Last Modified: 29 Mar 2007 21:33 GMT
Authorities have for months also been at odds with clerics and their followers at the mosque [AFP]

Two policemen being held by female students at a religious school in Islamabad have been released as part of a prisoner exchange involving two of the school's teachers detained in connection with an earlier raid on a suspected brothel.
 
The policemen were released late on Wednesday.

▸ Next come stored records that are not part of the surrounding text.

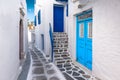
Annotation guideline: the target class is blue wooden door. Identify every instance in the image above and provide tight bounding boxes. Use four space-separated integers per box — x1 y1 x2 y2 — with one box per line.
53 5 64 32
76 10 92 70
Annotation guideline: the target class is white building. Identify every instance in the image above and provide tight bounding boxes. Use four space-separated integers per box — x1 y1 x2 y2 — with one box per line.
35 0 120 80
0 0 28 80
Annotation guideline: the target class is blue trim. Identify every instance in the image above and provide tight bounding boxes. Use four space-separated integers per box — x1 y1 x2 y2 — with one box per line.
38 10 41 24
34 16 37 26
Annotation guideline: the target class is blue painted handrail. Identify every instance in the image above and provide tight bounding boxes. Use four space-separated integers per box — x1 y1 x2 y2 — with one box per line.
49 23 53 62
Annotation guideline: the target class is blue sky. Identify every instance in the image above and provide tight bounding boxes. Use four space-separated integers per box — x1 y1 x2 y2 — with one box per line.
26 0 34 21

Abdul Rashid Ghazi, one of the teachers, said: "It's very simple, they released our two teachers and, in exchange, our students released their people and vehicles under the agreement."
Anti-vice drive
 
Earlier in the week, women from the school raided a house they said was a brothel as part of a private anti-vice drive, abducting the woman who owned the house, two of her relatives and a baby.
 
Ghazi said the students had abducted the women after she refused to shut down her business.
 
Tension increased on Wednesday when security agencies arrested two female teachers from the school and two other followers in connection with the incident and imams from the mosque and their followers detained two policemen and seized two police vehicles in response.
 
Ghazi, who is said to have been involved in a bomb plot in 2004, said his religious students were still holding the three women they accused of prostitution, as well as the baby.
 
"We are asking the government to register a case against them for their release," Ghazi said, adding that the women would be set free if they repented and gave up prostitution.
 
Abdul Rashid Niazi, a senior police official, said the police were prepared to take "legal action" to have the women freed.
 
"We hope that they will release the women today, but if that does not happen we will take necessary legal action," he said.
 
The mosque's anti-vice drive comes as Pervez Musharraf, the Pakistani president, warned in a speech on Pakistan's national day of the spread of Islamist "extremism" in Pakistani society.
 
Mosque demolition
 
The authorities in Islamabad have for months also been at odds with religious leaders and their followers at the mosque, which is known locally for its anti-government and anti-US stand, over government attempts to demolish mosques illegally built on public land.
 
Women from the religious school occupied a library next to their mosque in January to protest against efforts by the city authorities to demolish illegally built mosques.
 
City authorities had offered alternative sites for mosques earmarked for demolition, though they later abandoned the campaign.
 
But students are still occupying the library, demanding several demolished mosques be rebuilt.
 
Many Pakistanis have been dismayed by the behaviour of the mosque's students and religious leaders and are concerned by what they see as the government's failure to act against the first Taliban-style action seen in Islamabad, Pakistan's capital.